/redmask

Mask sensitive data in a data warehouse

Primary LanguageJava

Red Mask - Mask Sensitive Data in your Data Warehouse

It is a CLI proxyless administration tool to mask sensitive information in a data warehouse. Unlike commercial solutions, RedMask is proxyless. You only need to run RedMask when you define the rules and access control. After that, you can bring down RedMask.

Currently, RedMask supports Postgres, Redshift and Snowflake. It is an open source tool, released under Apache 2.0 license, and is free to use.

This tool supports two type of data masking - static and dynamic masking:

Static Masking:

In static masking, a new table is created with the selected columns masked. This increases storage costs. This technique is suitable for data sets that do not change often.

Dynamic Masking:

In dynamic masking, RedMask creates a view that masks the desired columns. The view has the same name and columns as the underlying table, but is in a different schema. When a query is executed, the data warehouse picks either the table or the view depending on the search path/default schema.

Architecture:

Unlike commercial solutions, RedMask is proxyless. You only need to run RedMask when you define the rules and access control. After that, you can bring down RedMask.

RedMask does not intercept your queries or the data. Instead, it relies on standard database techniques to create alternative views with masked data. You can create these views manually as well, RedMask just makes it easier by providing an intuitive user interface.

Application Changes:

RedMask requires a database to store temporary data. [TODO] RedMask will use a sqlite database to store this data, but you can configure it to use another database. If you lose this database, RedMask can rebuild it by reading the data warehouse.

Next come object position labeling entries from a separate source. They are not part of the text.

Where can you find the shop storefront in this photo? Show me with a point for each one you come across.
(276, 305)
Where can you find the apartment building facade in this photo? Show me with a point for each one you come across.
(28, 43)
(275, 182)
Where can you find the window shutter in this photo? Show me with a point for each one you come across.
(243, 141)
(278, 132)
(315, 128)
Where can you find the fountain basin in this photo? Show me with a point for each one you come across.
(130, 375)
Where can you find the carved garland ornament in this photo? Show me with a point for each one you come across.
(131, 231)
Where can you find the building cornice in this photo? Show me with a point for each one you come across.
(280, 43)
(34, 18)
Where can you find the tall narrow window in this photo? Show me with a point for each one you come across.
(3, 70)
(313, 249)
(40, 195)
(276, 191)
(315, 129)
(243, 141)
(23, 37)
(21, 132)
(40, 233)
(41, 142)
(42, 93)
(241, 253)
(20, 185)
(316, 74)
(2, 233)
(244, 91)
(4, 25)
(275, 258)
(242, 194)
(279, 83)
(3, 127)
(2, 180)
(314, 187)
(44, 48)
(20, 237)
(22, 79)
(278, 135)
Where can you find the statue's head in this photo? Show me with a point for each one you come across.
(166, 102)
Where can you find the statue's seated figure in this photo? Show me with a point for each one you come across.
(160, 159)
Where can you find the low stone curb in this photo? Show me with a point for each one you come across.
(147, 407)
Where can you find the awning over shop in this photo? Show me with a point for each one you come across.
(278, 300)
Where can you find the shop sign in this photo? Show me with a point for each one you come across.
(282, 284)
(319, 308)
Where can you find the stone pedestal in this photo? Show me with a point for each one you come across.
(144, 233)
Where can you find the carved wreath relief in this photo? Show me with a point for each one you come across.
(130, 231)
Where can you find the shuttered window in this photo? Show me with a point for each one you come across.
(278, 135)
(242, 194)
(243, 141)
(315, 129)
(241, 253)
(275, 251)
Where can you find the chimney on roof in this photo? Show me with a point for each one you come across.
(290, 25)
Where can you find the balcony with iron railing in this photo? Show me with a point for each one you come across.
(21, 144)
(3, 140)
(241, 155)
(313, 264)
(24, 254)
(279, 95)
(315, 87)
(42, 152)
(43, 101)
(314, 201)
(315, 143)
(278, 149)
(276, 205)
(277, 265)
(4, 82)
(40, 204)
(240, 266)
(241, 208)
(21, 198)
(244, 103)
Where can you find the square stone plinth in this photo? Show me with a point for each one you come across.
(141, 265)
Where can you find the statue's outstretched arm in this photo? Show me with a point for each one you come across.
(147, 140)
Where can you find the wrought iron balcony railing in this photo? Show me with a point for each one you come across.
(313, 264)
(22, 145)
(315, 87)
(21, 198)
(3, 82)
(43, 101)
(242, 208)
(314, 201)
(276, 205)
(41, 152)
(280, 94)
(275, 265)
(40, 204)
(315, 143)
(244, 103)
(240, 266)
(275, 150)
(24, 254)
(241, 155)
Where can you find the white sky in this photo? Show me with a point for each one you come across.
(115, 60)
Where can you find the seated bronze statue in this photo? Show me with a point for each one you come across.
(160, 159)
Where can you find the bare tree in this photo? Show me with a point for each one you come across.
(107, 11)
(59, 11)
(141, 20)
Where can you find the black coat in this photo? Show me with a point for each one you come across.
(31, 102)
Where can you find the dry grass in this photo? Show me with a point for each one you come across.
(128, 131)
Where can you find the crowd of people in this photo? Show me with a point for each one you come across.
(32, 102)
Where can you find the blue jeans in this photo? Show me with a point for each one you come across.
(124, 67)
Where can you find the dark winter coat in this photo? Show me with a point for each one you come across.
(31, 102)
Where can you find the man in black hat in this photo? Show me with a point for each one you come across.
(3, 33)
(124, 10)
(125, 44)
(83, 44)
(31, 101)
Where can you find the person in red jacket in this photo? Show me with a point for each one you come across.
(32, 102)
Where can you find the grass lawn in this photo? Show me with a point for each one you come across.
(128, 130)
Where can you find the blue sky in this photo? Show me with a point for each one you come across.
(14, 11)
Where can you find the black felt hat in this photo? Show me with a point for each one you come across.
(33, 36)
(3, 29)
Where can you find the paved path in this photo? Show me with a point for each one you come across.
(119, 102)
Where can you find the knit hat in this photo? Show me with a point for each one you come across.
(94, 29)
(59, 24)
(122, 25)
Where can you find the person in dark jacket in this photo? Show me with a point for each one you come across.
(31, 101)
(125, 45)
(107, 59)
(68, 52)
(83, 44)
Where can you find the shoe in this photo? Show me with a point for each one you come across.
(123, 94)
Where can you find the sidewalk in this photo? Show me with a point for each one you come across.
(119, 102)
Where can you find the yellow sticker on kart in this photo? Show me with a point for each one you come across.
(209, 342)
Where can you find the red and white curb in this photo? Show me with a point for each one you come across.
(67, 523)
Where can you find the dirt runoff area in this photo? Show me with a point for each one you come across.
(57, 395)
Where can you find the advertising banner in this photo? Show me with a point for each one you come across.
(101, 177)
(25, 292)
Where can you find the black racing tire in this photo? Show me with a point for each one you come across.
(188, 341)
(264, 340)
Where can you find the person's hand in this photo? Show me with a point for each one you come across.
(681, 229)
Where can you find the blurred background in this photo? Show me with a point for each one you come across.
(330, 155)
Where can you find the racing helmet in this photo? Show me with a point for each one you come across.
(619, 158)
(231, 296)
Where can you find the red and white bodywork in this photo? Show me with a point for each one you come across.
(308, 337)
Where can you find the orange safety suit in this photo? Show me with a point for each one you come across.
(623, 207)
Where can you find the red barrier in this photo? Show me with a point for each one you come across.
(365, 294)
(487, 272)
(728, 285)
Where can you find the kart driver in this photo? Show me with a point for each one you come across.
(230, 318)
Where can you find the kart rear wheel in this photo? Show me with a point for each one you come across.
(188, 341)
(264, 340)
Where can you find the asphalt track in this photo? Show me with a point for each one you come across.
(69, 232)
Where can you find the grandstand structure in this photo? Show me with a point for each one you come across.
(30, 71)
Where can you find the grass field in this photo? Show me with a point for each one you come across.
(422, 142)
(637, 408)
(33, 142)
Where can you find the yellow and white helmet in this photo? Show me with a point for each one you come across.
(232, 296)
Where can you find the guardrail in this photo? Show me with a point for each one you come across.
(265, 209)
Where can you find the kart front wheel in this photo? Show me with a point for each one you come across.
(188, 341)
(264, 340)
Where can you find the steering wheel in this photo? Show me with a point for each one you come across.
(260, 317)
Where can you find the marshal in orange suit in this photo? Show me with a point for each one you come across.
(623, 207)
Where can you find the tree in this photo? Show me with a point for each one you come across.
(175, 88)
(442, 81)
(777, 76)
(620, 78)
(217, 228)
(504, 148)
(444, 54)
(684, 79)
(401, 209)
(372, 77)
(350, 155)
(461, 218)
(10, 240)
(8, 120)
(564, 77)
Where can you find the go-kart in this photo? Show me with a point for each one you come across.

Applications connecting to the data warehouse have to make 2 small changes:

  1. Queries accessing tables with sensitive data must refer to tables without the schema name. Wrong: select * from sales.customers Correct: select * from customers This restriction does not apply to tables that do not have sensitive data.
  2. Optionally, you need to run an initial sql statement when you create a connection to the data warehouse. This initial sql statement sets the default schema / search path to resolve table names without a schema identifier.
If you cannot make these application changes, RedMask is not the right solution for your use case.

Runtime Performance Impact:

  • With static masking, a copy of the table is created with the desired columns masked. This increases the storage requirements.
  • With dynamic masking, a view wraps the underlying table. This approach has a negligible impact on performance, unless the masked column is part of a join condition. In general, we recommend joining on ids that do not require to be masked. If you cannot join on an id field, there are some ways to reduce the performance impact of masking.

Setup:

Clone the repository to your local machine, install gradle for your respective operating system, and add the following dependencies.

Linux/Ubuntu

sudo apt-get install openjdk-8-jdk gcc zlib1g-dev
gradle clean nativeImage

Windows Install the Microsoft Windows SDK for Windows 7 and .NET Framework 4 as well as the C compilers from KB2519277.

Using the command Prompt run the following to build redamsk

gradle clean NativeImage

Mac

gradle clean nativeImage

Administrator Workflow:

  1. Construct a json masking configuration file. Within a masking configuration, the administrator can choose specific columns that need to be masked. For each column that needs to be masked, it will allow the administrator to configure the masking rules like STRING_MASKING, Random_Integer_Within_Range etc.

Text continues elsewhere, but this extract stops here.